While some of the 88 groups were established campaigns with known goals, like Momentum, Leave.EU, or Best For Britain, many had little or no presence outside their advertising campaigns, which they spent vast amounts of money on.
Supposedly independent campaigns pushing a political party's message are helpful for that party because election spending limits normally restrict how much advertising parties can produce.
One case study identified by the academics is the case of “3rd Party Ltd”, which was run by an ex-Vote Leave staff member and promoted the Green Party with targeted adverts to voters in marginal seats where it was not competitive.
The academics says this was an “an apparent attempt to split the Labour/Green vote” but that “this information was not clear to advert viewers”.
Later adverts put out by 3rd Party Ltd switched to directly endorsing the Conservative candidate in Conservative marginal or target seats.
Another case study was the “Fair Tax Campaign”, which only ran adverts between 1 November 2019 and 12 December 2019, spending £63,105 on mostly anti-Labour adverts. The study's authors say it is still not clear who was behind this campaign.
The academics recommend new rules that would force here-today-gone-tomorrow campaigns with “no clear history or longevity” to identify themselves using an “imprint” that gave information about who they were.
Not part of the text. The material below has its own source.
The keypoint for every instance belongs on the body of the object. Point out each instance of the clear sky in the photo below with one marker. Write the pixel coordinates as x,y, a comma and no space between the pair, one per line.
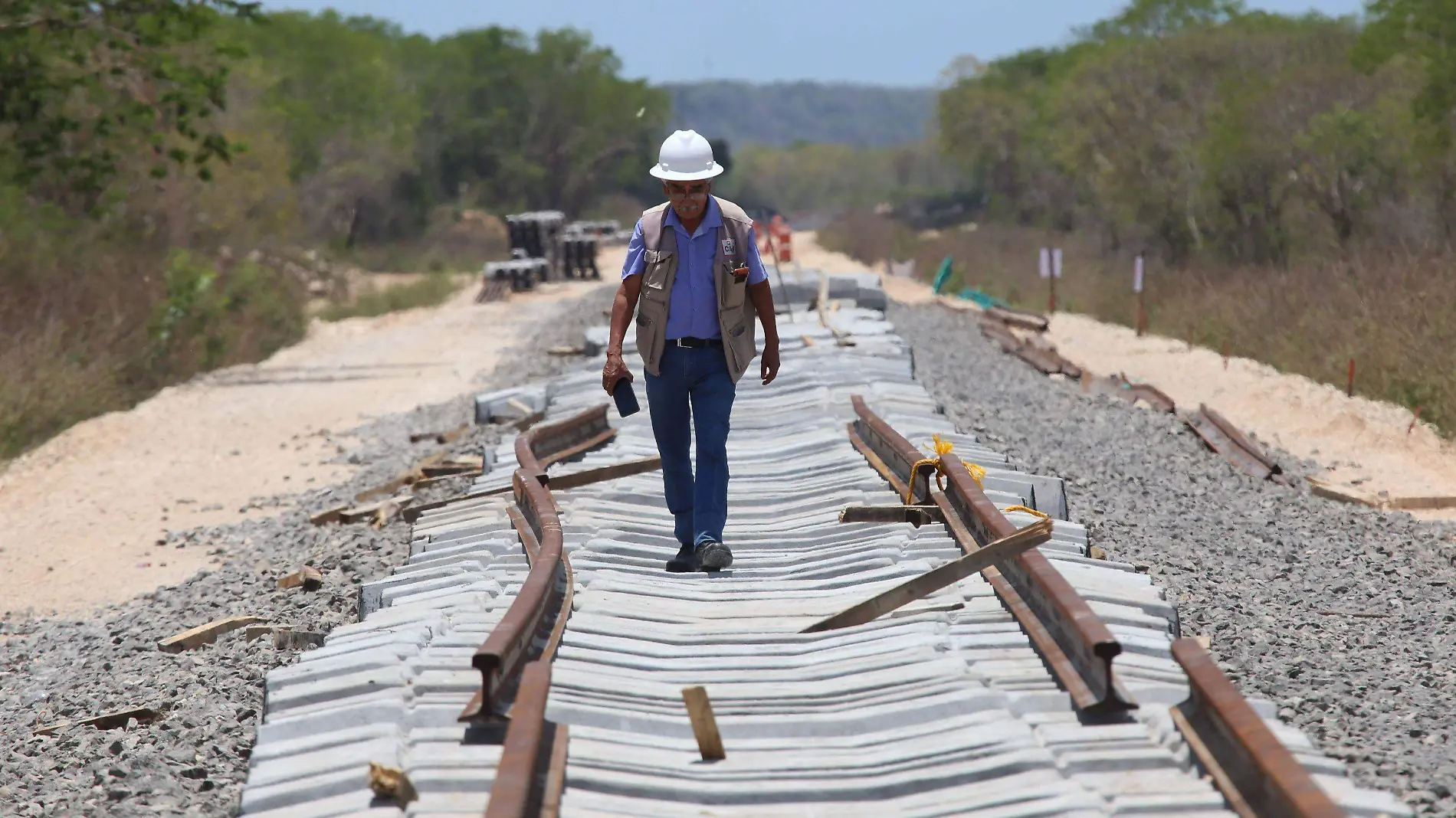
900,43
The report was published by the Electoral Reform Society.
The government has said it will reform election advertising rules but not set a timeline for doing so. Cabinet Office minister Chloe Smith said: “This government is already making political campaigning more transparent for voters, with new, world-leading measures that will require campaign content promoted online to explicitly show who is behind it.”
But Dr Sam Power, one of the report's authors, said: “Campaigning online allows people and parties to engage with politics in a new way that is both exciting and necessary. But our legislation should reflect these trends – and our report shows that as it currently stands electoral law is not fit for purpose.“
A cross-party group of senior politicians has also welcomed the report. Dame Cheryl Gillan, Conservative MP and chair of the Venice Commission’s Committee on Political Affairs and Democracy, said: “I welcome this paper as a contribution towards the debate about how we have more transparency in the money spent on campaigning in the electoral process, particularly in the light of the rapidly developing digital world.
“What was actually spent on digital campaigning [in 2019] is far from clear. We must continue to examine how we can ensure we have free and fair elections and what changes are necessary to our laws as technology continues to advance. “
Lord Paul Tyler, the Liberal Democrats’ Lords spokesperson for political and constitutional reform, said: “This could not be more timely. The government are still dragging their feet on vital Codes of Practice, which the Electoral Commission published in July 2019, pulling election campaign spending out into broad daylight. If our citizens cannot rely on complete transparency of funding in elections the whole of our democracy lacks integrity.”
Stephen Kinnock, Labour MP and chair of the APPG on electoral campaigning transparency, said: ”This well-researched and informative new report from the Electoral Reform Society further exposes the extent to which secretive online campaigning continues to threaten our democracy. Voters deserve to know who is targeting them with political advertisements, and must have confidence that the ads are being funded legally. Digital campaigning remains an unregulated wild west, and the government must get to grips with this now.”